A Ofelia le sabe mejor el helado en casa, frente al televisor. Su madre siempre opinó que era un poco enrevesada. -¿Cuándo aprenderás a ser coherente con el clima?, diría su madre. Porque la tarde era soleada y el cielo azul-cielo-despejado invitaba a pasear por la plaza y tomarse un helado cerca del frescor de la fuente.
-Es una lástima regresar a casa tan pronto. El día es demasiado hermoso para estar dentro. -¡Silencio Mariano!, ya sabes cómo son los vecinos del entresuelo… y no queremos que salgan a callarnos, ¿o si, tontito?.
Mariano la miraba con ojos brillantes, ladeando la cabeza. No habían estado fuera una hora siquiera. Ahora subían pesadamente los escalones de granito. El aire atravesado por cálidos declives de luz en donde flotan las partículas de polvo.
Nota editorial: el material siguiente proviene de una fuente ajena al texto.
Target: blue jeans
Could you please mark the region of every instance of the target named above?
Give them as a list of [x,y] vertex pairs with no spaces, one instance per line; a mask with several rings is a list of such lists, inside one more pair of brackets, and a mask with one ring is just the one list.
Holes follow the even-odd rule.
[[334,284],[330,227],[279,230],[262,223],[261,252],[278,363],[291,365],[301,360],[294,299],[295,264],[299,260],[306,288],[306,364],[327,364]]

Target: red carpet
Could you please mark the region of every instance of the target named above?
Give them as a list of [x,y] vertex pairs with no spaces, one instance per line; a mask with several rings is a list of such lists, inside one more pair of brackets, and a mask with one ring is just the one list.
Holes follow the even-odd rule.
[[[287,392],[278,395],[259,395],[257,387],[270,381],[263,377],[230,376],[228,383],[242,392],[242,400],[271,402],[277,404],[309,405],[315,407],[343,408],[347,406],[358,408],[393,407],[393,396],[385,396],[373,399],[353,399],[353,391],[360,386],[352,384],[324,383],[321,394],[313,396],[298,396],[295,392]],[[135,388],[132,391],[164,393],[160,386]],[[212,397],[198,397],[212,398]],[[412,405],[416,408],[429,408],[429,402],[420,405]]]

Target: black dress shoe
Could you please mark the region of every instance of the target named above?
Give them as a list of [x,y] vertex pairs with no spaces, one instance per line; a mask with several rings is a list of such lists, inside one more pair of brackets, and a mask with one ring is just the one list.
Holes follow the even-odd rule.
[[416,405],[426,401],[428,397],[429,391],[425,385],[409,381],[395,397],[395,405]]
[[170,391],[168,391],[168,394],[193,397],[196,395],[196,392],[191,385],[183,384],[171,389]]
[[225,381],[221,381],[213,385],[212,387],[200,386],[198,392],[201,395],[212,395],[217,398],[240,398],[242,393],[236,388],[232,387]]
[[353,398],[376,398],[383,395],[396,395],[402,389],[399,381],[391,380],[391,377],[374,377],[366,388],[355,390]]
Un largo camino de ventanas sobre una cenefa de flores -una verde, una amarilla, una verde, una amarilla- que parecían pintadas por un niño astigmático. Un largo camino hasta el cuarto piso.
-De verdad que no vale la pena bajar desde tan alto para tan corto paseo, opinó Mariano, siempre delante porque Ofelia ocupaba todo el espacio entre pared y barandal. -Ya se, ya se… querías más ejercicio… pero ya… bajaremos otra vez… a caminar un poco antes de dormir… fhuuu. Ofelia se seca el sudor debajo de la nariz con el pañuelo que siempre lleva en la manga. Unas gafas grandes y redondas, como todo en ella, sostienen el flequillo de un pelo demasiado largo, demasiado negro.
-Buenas tardes Ofelia, ¿necesitas ayuda con esas bolsas?, cantó el vecino del primero segunda. Un chico bonachón de cejas gruesas que parecían una sola y que entonaba todo lo que decía. -No, pero muchas gracias, dijo una voz demasiado aguda que miraba al suelo. Ofelia, el rostro colorado, se pegaba a la pared tanto como su volumen lo permitía para dejar pasar al muchacho. –Mariano, deja pasar al joven-, y al joven: No pesan tanto, en serio…, pero el de la ceja ya tenía una de las bolsas en la mano. -Suelta la bolsa, bellaco, ladró Mariano, -o arrancaré tu mano de un solo mordisco. Con un salto se puso entre la sudorosa Ofelia y la ceja, gruñendo, dispuesto a defender la bolsa de los helados a mordidas. -De verdad, déjalo. Te lo agradezco mucho, pero puedo sola-, y Mariano: ¡Bellaco, bellaco, bellaco…!. El vecino dejó la bolsa en el suelo con mucho cuidado, sin perder de vista al ladrador. -Está bien. Si lo prefieres… que tengas buen día, Ofelia, y bajó por las escaleras silbando alegremente. -No necesitamos la ayuda de nadie, ¿verdad?. Mariano movía la cola. –Lo he asustado, ¿eh?. ¿Has visto como salió huyendo?.
El peso de Ofelia, junto con el peso de las bolsas cargadas de cocacolas, patatas, helados, realentaba la marcha escaleras arriba. Mariano parecía remolcarla unos escalones más adelante, jalándola de la correa, como si él la hubiera sacado a pasear.